'O crime na conquista do poder o deslegitima', afirma Rosa Weber, pedindo cassação

Ministra empata o julgamento da chapa Dilma-Temer, em 3 a 3, e cita que há robusto acervo probatório

Breno Pires, Thiago Faria, Eduardo Rodrigues e Isadora Peron, O Estado de S.Paulo

09 Junho 2017 | 20h41

Brasília - A ministra Rosa Weber, do Tribunal Superior Eleitoral (TSE), no sexto voto, empatou em 3 a 3 o julgamento da chapa Dilma-Temer, acusada de abuso de poder econômico e eleitoral nas eleições presidenciais de 2014. “É inegável a gravidade dos fatos e indisfarçável o reflexo eleitoral”, afirmou.


“O crime na conquista do poder o deslegitima”, afirmou Rosa Weber.


“Há sintonia e harmonia entre os depoimentos tomados nos autos, a demonstrar robusto acervo probatório, de inegável credibilidade, capaz de afastar eventuais dúvidas quanto ao que se pode deles concluir”, disse.


Conhecida no Judiciário pela discrição, a ministra fez uma defesa sucinta, mas clara, ao Ministério Público, bombardeado no julgamento pelos ministros Gilmar Mendes, Tarcísio Vieira, Admar Gonzaga e Napoleão Nunes Maia.
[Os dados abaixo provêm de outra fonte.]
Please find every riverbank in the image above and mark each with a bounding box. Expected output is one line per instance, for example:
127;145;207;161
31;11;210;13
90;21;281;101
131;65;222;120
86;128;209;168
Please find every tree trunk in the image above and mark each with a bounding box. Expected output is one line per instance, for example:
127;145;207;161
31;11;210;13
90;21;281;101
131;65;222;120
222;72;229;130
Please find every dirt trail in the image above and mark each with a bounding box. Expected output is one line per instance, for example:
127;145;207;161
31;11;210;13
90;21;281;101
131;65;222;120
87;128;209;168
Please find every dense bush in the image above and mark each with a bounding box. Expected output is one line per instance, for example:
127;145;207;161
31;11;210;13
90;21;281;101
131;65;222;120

Weber elogiou o “trabalho excepcional e brilhante dos procuradores”.


Na argumentação para a votação, Rosa Weber disse que é possível incorporar fatos novos ao julgamento que não eram do conhecimento do autor da ação inicial contra a chapa Dilma-Temer, mas que, mesmo se optasse por desconsiderar a Odebrecht, haveria motivo para cassação.
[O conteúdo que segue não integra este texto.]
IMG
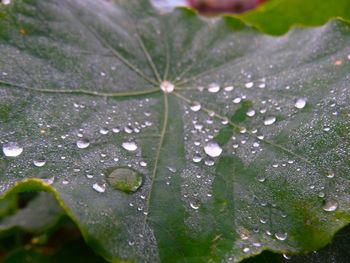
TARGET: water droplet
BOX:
[246,109,255,117]
[140,161,147,167]
[294,98,306,109]
[204,141,222,157]
[190,201,200,210]
[0,0,11,5]
[326,171,335,179]
[92,183,106,193]
[204,159,215,166]
[160,80,175,93]
[100,128,109,135]
[283,253,292,260]
[112,127,120,133]
[322,199,338,212]
[192,153,202,163]
[275,232,288,241]
[2,142,23,157]
[243,247,250,253]
[191,101,201,111]
[167,166,176,173]
[244,82,254,89]
[264,116,276,126]
[224,86,233,91]
[208,83,220,93]
[232,97,242,104]
[122,142,137,152]
[77,139,90,149]
[33,158,46,167]
[107,167,142,193]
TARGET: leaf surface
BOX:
[0,0,350,262]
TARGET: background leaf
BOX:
[0,0,350,262]
[239,0,350,35]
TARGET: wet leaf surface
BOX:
[0,0,350,262]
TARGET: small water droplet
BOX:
[204,141,222,157]
[232,97,242,104]
[283,253,292,260]
[100,128,109,135]
[326,171,335,179]
[294,98,306,109]
[204,159,215,166]
[190,101,201,111]
[322,199,338,212]
[33,158,46,167]
[208,83,220,93]
[140,161,147,167]
[122,141,137,152]
[92,183,106,193]
[246,109,255,117]
[77,139,90,149]
[192,153,202,163]
[190,201,200,210]
[2,142,23,157]
[112,127,120,133]
[107,167,143,193]
[224,86,233,91]
[160,80,175,93]
[275,232,288,241]
[264,116,276,126]
[243,247,250,253]
[244,82,254,89]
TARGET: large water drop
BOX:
[264,116,276,126]
[77,139,90,149]
[204,141,222,157]
[122,142,137,152]
[2,142,23,157]
[107,167,142,193]
[294,98,306,109]
[322,199,338,212]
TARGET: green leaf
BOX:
[238,0,350,35]
[0,192,64,233]
[0,0,350,262]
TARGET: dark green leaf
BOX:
[0,0,350,262]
“Não preciso usar as provas da Odebrecht. É o financiamento indireto da campanha via Petrobras”, disse. “Não tenho como não endossar a leitura dos autos feita pelo relator”, disse Rosa Weber, concordando com a cassação.
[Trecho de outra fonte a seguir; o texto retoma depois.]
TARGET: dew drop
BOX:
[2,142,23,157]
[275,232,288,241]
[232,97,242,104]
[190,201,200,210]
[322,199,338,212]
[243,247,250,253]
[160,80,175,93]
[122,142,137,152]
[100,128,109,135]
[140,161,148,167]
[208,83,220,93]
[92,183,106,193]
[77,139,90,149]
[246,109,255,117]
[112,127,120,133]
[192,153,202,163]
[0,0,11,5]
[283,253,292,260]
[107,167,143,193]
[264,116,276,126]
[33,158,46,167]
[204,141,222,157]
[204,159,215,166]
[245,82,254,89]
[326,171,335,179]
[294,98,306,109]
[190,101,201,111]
Também rebatendo um dos pontos citados no julgamento para salvar a chapa, Rosa Weber afirmou que “não se impressiona” com o “argumento de que toda campanha que recebeu propina deve ser impugnada”. “Estou julgando essa ação que me foi apresentada, outras não me foram apresentadas”, disse.


A ministra disse que seu voto se dava em defesa da "preservação do interesse público de lisura eleitoral".